If we process your personal data based on consent (such as for cookies or marketing communications), you have the right to withdraw that consent at any time, without affecting the lawfulness of processing before withdrawal. Withdrawal is as easy as it was to give consent. After withdrawal, we will stop any processing that relied on that consent.

To exercise any of these rights, please contact us using the contact details below. We will respond to your request in accordance with the GDPR timelines (generally within one month). If you have provided data about others (for example, a contact you referred), please ensure you have their permission or legal basis to provide that data to us.

You also have the right to lodge a complaint with a supervisory authority (for example, your local data protection authority) if you believe our processing violates data protection laws.

Security Measures

We implement appropriate technical and organizational measures to ensure the security of your personal data, in line with GDPR Article 32. These measures include, where applicable, encryption of data in transit (e.g. using TLS/SSL) and at rest, firewalls, access controls (such as unique user IDs and strong passwords), and regular security testing.
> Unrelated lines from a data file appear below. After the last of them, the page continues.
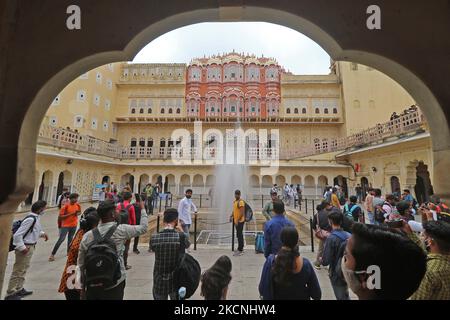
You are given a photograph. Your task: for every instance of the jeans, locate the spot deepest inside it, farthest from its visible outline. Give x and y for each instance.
(115, 293)
(125, 252)
(173, 296)
(320, 252)
(62, 236)
(240, 235)
(135, 244)
(20, 268)
(340, 292)
(186, 228)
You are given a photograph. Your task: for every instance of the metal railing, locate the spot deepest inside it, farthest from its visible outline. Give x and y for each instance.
(69, 139)
(407, 123)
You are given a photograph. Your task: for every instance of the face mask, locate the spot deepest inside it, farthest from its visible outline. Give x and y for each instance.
(350, 277)
(426, 243)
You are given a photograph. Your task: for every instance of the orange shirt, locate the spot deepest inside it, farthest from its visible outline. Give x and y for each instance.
(71, 263)
(237, 216)
(335, 201)
(71, 221)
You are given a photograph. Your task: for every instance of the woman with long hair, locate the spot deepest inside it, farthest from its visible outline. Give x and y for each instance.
(89, 220)
(216, 279)
(288, 276)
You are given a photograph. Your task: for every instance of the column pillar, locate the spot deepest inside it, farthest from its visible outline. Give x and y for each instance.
(52, 191)
(441, 183)
(36, 187)
(6, 220)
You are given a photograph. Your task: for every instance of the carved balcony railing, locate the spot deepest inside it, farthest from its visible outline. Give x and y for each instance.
(408, 123)
(68, 139)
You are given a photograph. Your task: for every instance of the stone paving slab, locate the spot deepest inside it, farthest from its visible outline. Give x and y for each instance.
(44, 277)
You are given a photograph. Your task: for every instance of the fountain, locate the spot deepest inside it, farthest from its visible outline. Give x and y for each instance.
(231, 173)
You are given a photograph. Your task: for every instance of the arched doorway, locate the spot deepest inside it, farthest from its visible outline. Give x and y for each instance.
(143, 181)
(428, 91)
(106, 180)
(45, 186)
(185, 183)
(198, 185)
(342, 182)
(423, 187)
(254, 184)
(127, 179)
(395, 186)
(364, 187)
(310, 187)
(60, 186)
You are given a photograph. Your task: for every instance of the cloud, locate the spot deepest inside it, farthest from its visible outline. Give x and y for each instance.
(291, 49)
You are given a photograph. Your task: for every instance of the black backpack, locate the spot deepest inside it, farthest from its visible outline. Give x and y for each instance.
(188, 272)
(16, 226)
(123, 218)
(379, 213)
(248, 212)
(338, 274)
(102, 263)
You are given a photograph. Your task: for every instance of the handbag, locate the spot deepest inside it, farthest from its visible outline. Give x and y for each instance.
(320, 233)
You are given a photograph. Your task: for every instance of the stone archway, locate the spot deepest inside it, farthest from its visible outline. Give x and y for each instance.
(306, 19)
(334, 29)
(423, 188)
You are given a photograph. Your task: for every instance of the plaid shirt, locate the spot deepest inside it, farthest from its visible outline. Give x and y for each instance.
(167, 247)
(436, 282)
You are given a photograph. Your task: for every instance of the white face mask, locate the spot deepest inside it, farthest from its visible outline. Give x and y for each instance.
(351, 278)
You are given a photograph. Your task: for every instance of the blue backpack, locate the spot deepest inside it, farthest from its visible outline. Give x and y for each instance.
(259, 242)
(349, 213)
(16, 226)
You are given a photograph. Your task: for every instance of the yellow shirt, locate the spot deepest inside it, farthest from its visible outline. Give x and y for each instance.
(237, 216)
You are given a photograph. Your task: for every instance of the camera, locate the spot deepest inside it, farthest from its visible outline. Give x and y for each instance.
(396, 223)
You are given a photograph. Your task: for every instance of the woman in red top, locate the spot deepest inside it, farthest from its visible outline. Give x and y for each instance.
(67, 286)
(68, 219)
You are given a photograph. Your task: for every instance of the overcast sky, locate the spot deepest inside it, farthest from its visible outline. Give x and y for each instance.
(294, 51)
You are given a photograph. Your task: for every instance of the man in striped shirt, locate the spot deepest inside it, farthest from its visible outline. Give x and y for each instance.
(435, 284)
(168, 246)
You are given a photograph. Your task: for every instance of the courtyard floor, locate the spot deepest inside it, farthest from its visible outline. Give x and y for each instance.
(44, 277)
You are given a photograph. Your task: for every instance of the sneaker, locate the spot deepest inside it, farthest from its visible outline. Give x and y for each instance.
(24, 292)
(13, 296)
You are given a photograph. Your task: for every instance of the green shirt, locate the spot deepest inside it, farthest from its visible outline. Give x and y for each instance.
(435, 284)
(267, 211)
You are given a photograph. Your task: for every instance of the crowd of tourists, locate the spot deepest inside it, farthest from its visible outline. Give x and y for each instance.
(411, 109)
(390, 255)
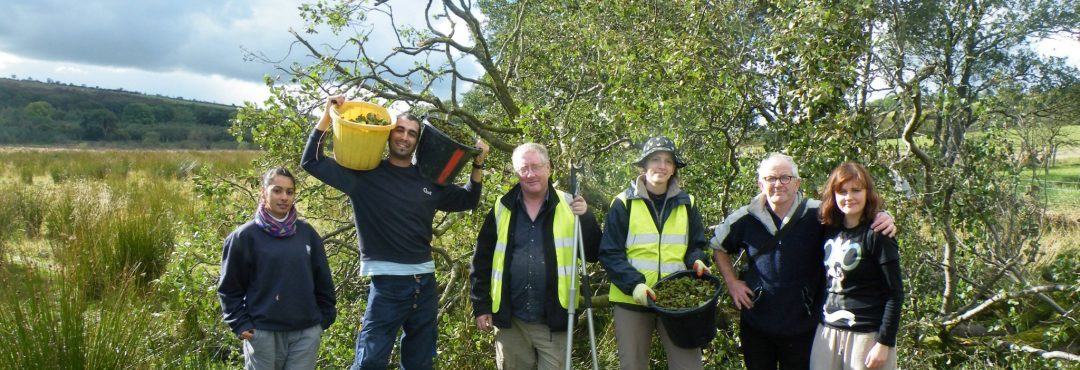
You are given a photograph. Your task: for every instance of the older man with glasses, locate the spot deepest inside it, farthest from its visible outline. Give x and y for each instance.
(520, 276)
(780, 290)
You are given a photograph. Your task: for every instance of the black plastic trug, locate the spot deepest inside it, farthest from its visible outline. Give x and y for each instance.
(440, 158)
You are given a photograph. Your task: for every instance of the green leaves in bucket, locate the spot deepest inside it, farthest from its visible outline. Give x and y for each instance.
(684, 293)
(372, 119)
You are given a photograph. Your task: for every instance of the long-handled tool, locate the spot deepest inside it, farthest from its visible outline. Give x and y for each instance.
(579, 252)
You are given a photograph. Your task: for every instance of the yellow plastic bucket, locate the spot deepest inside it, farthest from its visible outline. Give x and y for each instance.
(359, 146)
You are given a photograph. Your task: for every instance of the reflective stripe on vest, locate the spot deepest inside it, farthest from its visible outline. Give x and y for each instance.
(563, 238)
(650, 252)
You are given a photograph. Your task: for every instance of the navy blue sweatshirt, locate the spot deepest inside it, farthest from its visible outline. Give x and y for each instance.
(393, 206)
(275, 284)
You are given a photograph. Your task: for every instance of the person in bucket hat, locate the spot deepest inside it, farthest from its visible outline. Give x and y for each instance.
(659, 144)
(664, 232)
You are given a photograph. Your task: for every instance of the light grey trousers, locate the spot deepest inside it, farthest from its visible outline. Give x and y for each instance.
(283, 350)
(842, 350)
(526, 345)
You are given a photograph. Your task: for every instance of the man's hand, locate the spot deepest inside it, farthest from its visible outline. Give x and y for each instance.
(700, 268)
(642, 292)
(579, 206)
(332, 101)
(883, 223)
(484, 323)
(483, 152)
(877, 356)
(740, 293)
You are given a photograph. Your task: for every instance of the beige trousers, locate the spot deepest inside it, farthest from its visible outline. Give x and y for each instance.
(527, 345)
(633, 333)
(842, 350)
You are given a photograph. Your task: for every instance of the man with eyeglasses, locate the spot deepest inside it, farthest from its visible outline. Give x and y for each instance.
(520, 276)
(780, 290)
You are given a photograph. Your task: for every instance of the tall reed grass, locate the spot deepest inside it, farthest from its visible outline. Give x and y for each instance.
(55, 325)
(93, 233)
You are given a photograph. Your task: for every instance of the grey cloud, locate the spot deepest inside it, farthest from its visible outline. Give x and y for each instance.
(200, 36)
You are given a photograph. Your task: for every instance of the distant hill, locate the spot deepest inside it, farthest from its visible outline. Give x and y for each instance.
(34, 112)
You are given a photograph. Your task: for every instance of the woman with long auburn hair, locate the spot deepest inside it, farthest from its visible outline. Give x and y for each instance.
(863, 282)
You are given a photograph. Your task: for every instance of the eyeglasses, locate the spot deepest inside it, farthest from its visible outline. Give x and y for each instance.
(535, 168)
(783, 179)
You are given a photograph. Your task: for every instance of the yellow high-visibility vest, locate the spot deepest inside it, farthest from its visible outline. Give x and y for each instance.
(563, 234)
(650, 252)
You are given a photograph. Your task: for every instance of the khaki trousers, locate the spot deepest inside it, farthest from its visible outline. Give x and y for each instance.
(528, 345)
(841, 350)
(633, 333)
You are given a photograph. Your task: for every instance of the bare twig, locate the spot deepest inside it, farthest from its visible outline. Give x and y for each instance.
(1000, 297)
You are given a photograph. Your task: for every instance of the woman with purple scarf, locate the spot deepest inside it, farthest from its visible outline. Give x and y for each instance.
(275, 288)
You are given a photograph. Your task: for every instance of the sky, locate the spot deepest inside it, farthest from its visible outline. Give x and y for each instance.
(191, 49)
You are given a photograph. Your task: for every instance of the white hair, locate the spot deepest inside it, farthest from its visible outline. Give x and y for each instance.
(778, 156)
(518, 154)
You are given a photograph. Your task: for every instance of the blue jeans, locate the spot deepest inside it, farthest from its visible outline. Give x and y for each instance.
(408, 303)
We pseudonymize data when feasible, so that individuals cannot be readily identified, and we limit internal access to personal data only to authorized personnel who need it to perform their jobs. Our staff receive training on data protection practices, and we maintain physical security of any premises where data is stored. We also have procedures for detecting, reporting and responding to security incidents. In the event of a breach that poses a risk to your rights and freedoms, we will notify the relevant data protection authority within 72 hours and inform affected individuals where required.
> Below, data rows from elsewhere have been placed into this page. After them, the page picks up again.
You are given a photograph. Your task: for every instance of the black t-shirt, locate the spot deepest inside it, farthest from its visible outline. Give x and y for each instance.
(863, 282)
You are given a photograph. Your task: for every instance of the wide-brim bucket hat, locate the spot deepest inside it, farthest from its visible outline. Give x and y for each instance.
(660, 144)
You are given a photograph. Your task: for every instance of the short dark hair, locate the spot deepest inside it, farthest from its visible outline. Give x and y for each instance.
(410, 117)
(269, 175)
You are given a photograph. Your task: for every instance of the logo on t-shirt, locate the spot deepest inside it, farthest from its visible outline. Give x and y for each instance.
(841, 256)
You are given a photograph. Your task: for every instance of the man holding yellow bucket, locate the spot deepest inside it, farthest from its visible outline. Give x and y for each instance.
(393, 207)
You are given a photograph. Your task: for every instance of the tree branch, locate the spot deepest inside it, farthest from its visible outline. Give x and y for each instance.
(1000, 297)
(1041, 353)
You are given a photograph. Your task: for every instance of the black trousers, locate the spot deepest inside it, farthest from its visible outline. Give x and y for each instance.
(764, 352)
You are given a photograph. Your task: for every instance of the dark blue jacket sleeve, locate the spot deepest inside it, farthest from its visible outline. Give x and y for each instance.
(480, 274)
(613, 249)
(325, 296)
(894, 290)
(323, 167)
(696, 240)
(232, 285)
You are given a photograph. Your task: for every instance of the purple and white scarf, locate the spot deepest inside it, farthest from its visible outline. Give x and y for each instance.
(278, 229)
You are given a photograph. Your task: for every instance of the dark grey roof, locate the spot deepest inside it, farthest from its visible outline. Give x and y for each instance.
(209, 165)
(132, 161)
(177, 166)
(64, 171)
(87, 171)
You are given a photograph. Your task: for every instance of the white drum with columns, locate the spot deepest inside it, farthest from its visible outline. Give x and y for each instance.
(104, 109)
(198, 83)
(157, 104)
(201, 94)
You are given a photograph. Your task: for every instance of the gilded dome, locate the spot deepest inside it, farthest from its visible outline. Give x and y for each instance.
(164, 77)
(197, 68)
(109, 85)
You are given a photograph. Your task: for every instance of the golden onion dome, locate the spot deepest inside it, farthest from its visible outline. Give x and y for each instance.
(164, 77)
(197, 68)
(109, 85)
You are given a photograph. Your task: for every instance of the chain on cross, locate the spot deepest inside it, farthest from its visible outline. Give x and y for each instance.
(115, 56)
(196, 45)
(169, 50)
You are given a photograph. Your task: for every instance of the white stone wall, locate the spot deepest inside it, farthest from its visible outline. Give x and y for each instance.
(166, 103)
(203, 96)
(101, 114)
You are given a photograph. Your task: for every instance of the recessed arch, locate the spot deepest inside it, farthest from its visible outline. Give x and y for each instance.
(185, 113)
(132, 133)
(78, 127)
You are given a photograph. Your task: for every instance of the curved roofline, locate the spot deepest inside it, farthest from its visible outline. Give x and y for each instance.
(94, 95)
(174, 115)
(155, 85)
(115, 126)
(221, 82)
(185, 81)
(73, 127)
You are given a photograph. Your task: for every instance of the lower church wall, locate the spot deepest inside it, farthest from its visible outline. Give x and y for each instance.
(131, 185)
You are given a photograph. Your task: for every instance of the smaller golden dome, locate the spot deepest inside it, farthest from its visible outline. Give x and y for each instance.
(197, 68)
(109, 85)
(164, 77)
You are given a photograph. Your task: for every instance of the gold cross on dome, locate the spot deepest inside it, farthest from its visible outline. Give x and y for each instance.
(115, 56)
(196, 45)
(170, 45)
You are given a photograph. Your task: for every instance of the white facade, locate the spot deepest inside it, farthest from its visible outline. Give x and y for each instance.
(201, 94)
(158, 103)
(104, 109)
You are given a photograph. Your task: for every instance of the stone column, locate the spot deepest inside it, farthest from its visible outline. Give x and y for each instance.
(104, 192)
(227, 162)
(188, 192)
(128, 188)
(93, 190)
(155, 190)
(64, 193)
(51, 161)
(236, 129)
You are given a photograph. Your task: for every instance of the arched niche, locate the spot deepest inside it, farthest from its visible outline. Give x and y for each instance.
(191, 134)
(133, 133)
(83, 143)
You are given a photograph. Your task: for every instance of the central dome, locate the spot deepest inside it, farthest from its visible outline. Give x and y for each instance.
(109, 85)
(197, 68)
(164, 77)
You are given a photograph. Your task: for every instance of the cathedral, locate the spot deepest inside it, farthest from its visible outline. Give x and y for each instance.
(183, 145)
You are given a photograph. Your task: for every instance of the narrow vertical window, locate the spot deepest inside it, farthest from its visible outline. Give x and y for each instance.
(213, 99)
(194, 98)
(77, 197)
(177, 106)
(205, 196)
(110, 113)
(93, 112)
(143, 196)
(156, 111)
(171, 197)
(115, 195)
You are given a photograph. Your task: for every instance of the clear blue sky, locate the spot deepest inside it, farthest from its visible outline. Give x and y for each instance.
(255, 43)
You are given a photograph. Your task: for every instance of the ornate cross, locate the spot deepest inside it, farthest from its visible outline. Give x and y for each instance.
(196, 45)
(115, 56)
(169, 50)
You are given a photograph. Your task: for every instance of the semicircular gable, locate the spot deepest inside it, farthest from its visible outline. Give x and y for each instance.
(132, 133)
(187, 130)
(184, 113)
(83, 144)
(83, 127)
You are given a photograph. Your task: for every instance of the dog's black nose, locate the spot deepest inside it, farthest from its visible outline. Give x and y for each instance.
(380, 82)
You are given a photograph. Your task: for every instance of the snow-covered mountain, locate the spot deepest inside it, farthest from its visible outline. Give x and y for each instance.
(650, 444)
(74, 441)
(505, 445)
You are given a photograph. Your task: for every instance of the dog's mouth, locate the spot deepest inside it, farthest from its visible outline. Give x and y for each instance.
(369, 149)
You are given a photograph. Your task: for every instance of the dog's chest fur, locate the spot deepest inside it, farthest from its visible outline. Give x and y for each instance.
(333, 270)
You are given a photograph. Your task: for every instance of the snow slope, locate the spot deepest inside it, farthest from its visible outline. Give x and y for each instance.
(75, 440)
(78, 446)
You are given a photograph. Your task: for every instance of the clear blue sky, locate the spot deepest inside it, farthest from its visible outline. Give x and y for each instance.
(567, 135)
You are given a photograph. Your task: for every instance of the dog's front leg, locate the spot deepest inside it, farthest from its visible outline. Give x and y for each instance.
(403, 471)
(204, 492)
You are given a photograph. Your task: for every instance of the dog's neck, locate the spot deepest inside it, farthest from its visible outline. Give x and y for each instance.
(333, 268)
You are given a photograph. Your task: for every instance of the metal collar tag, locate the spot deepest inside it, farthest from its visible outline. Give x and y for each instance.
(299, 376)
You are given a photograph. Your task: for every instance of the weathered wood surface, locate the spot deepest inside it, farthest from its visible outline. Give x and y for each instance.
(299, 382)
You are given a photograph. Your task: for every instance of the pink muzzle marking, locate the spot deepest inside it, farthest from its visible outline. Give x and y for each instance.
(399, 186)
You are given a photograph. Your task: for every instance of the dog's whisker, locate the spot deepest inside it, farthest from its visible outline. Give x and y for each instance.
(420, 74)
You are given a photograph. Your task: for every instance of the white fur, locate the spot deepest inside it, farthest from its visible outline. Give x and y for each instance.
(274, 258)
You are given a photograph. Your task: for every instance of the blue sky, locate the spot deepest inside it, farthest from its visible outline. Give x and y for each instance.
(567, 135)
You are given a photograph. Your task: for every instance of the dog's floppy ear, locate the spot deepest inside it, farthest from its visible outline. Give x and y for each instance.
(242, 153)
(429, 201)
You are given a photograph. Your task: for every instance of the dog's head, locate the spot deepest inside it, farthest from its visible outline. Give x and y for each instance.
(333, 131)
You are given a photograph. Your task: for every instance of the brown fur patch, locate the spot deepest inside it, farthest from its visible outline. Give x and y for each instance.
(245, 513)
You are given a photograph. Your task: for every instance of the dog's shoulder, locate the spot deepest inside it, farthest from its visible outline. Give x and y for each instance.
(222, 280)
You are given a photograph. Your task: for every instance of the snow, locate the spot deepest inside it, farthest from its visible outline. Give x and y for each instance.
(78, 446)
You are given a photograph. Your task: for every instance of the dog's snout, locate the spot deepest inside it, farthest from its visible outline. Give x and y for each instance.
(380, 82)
No system is completely secure, but we regularly review and improve our security practices to protect your information. For example, we conduct vulnerability scans and update our systems promptly to address emerging threats.
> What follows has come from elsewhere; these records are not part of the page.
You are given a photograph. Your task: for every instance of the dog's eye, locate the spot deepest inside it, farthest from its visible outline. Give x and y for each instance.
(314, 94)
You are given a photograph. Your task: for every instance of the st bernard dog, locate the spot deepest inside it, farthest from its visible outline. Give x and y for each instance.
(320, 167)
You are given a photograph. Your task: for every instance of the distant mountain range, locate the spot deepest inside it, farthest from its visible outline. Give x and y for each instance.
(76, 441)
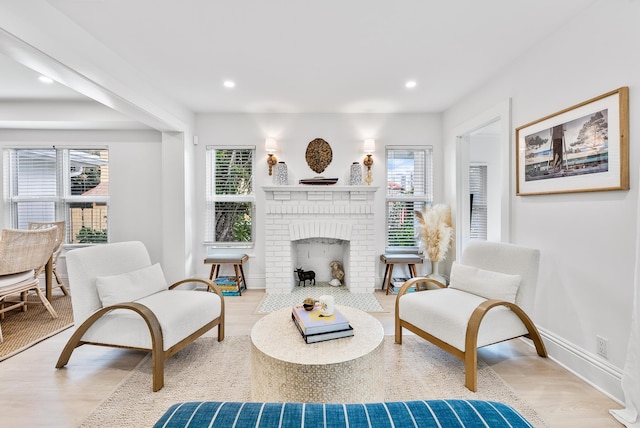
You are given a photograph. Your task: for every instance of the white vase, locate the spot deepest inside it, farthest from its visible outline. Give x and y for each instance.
(435, 273)
(355, 177)
(282, 174)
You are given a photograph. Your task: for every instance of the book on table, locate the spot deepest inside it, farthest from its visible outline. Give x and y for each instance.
(321, 337)
(313, 322)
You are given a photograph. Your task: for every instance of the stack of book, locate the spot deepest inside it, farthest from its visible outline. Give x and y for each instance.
(397, 283)
(315, 327)
(229, 285)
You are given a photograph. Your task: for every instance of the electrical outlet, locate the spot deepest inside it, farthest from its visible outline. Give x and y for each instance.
(601, 346)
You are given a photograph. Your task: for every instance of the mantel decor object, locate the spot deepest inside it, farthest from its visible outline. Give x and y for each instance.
(319, 181)
(318, 155)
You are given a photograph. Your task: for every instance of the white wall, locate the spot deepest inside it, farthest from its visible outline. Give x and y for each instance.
(587, 240)
(344, 132)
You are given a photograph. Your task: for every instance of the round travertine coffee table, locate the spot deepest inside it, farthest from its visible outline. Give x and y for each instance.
(347, 370)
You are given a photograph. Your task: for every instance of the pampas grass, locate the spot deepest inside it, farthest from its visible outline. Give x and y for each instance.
(435, 232)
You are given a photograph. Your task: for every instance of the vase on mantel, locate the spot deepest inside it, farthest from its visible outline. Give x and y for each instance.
(435, 273)
(281, 174)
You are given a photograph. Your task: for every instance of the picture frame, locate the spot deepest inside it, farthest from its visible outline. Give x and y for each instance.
(583, 148)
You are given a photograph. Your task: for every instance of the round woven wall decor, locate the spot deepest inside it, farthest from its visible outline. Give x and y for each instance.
(318, 155)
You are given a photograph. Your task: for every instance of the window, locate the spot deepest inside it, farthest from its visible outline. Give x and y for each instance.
(478, 202)
(230, 196)
(60, 184)
(409, 177)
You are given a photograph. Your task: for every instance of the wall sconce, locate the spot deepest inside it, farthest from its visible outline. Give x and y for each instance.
(369, 148)
(270, 147)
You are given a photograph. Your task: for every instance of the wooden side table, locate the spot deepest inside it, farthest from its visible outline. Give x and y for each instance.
(391, 260)
(237, 260)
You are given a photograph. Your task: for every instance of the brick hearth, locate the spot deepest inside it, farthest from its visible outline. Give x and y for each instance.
(295, 213)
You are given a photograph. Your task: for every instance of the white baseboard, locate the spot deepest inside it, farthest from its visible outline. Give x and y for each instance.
(591, 368)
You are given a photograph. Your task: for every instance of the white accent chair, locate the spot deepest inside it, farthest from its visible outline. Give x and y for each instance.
(121, 300)
(23, 254)
(483, 304)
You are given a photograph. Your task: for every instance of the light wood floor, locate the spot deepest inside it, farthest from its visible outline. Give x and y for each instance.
(35, 394)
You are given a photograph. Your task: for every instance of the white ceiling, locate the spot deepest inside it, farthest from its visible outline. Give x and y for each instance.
(301, 56)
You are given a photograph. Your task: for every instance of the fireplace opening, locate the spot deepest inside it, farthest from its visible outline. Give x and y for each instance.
(316, 254)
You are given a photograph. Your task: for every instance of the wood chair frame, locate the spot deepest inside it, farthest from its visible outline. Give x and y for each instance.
(158, 354)
(470, 354)
(60, 239)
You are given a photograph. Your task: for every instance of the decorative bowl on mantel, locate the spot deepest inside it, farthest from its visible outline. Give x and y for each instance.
(319, 181)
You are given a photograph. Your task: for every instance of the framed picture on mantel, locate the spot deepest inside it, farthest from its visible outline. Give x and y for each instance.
(583, 148)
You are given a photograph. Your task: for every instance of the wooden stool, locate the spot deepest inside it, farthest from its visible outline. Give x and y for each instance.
(392, 259)
(236, 260)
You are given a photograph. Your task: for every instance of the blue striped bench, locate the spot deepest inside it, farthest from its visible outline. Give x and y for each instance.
(400, 414)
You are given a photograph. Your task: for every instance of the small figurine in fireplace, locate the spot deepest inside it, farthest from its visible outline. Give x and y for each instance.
(303, 276)
(337, 272)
Data Transfers Outside the EU

Some of the third-party services we use (such as Google Analytics, YouTube, Facebook, LinkedIn, or our cloud hosting providers) are based outside the European Economic Area (EEA) and may receive or process personal data in countries without an EU adequacy decision. We ensure that any such transfer complies with GDPR requirements. Specifically, we rely on:

Adequacy Decisions: If a transfer is to a country or organization recognized by the EU as providing adequate protection, no additional measures are required.

Standard Contractual Clauses and Other Safeguards: For transfers to countries without an adequacy decision (such as the United States), we implement appropriate safeguards. This may include adopting the EU’s Standard Contractual Clauses or similar approved mechanisms in our agreements with data recipients.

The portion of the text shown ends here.